E se esta escolha é arbitrária, variável e convencional, como não pode deixar de o ser, então pode afirmar-se que cada caso gera a sua própria teoria.
Esta, a fina e delgada margem de realismo onde é lícito praticar o jogo do “faz-de-conta” na aprendizagem académica.
De igual modo o seu produto só pode ser observado e avaliado caso a caso, de acordo com as regras do “jogo” previamente negociadas, e nunca por analogia ou semelhança com o produto da prática profissional… mas nem por isso o seu produto será menos autêntico, menos sério do que este.
Caso contrário, da prática continuada do “faz-de-conta”, do “como se… falacioso é o próprio sentido do real que sai distorcido, atrofiado; ao ponto de se apresentar ao espírito do aluno como o modelo acabado do exercício da profissão: o ofício de arquitecto reduzido às proporções de um fazedor de desenhos e que nisso se esgota. Ao mesmo tempo que se ilude e omite o sentido de responsabilidade inerente ao próprio projecto, e que em todas as instâncias do ensino deve ser exercitado. O acto simulado, o “faz de conta”, quando não racionalizado infunde um estado nocivo de irresponsabilidade que se não é contrariado, pode vir a reproduzir-se na vida profissional visto que o seu resultado nunca será submetido à prova de fogo que é a construção…

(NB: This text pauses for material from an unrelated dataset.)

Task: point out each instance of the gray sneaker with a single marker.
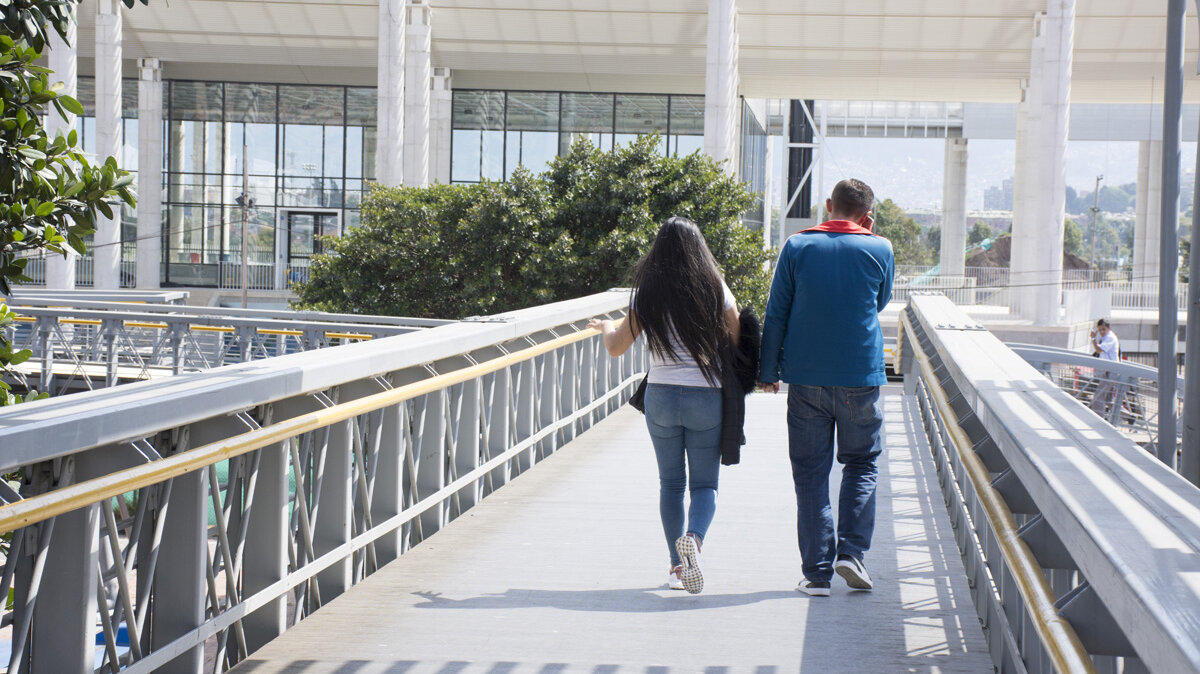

Imagine-se o que será um aluno de Belas Artes passar o seu tempo escolar a fazer esbocetos de pintura ou maquetas de escultura; ou um jovem cientista a formular teorias sem nunca delas deduzir uma hipótese ou conceber experiências sem jamais as levar à prática. Também ao estudante de arquitectura apenas assistirá o “meio-caminho-andado” da actividade criativa.
Não fosse o contacto ocasional e fortuito do aluno com a vida real da profissão, e à saída do curso ele vê-la-ia em imagem invertida. Tarde ou nunca a imagem de si próprio, como arquitecto, se refará deste choque. A lendária insatisfação do jovem arquitecto saído das escolas deve-se menos à sua insatisfação pelo presente (como se julga ser próprio da juventude do que ao eterno desajustamento entre a ideia de profissão construída por via académica e o real. Deve dizer-se também que a habilidade, a destreza demonstrada pelo aluno nos actos simulados de projecto sendo um indicativo de progresso, não é por si só suficiente para o aluno ganhar consciência do sentido da responsabilidade cívica do acto profissional.
Por fim, mas não menos importante, proponho ainda uma quarta situação de aprendizagem: a INVESTIGAÇÃO. Esta formula hipóteses e tem recurso à verificação. A diferença do faz-de-conta que supõe, as mais das vezes, uma intervenção imaginária mesmo quando sobre um problema real, a investigação deva situar-se sempre no plano do real.
Sem prejuízo da abertura aos problemas reais e concretos da comunidade, o campo maior da investigação deverá situar-se nas áreas de charneira da Arquitetura com as ciências e técnicas, tendo em vista que é nessa franja ou teia de cruzamentos que ocorreu as grandes inovações que fazem andar a Arquitectura.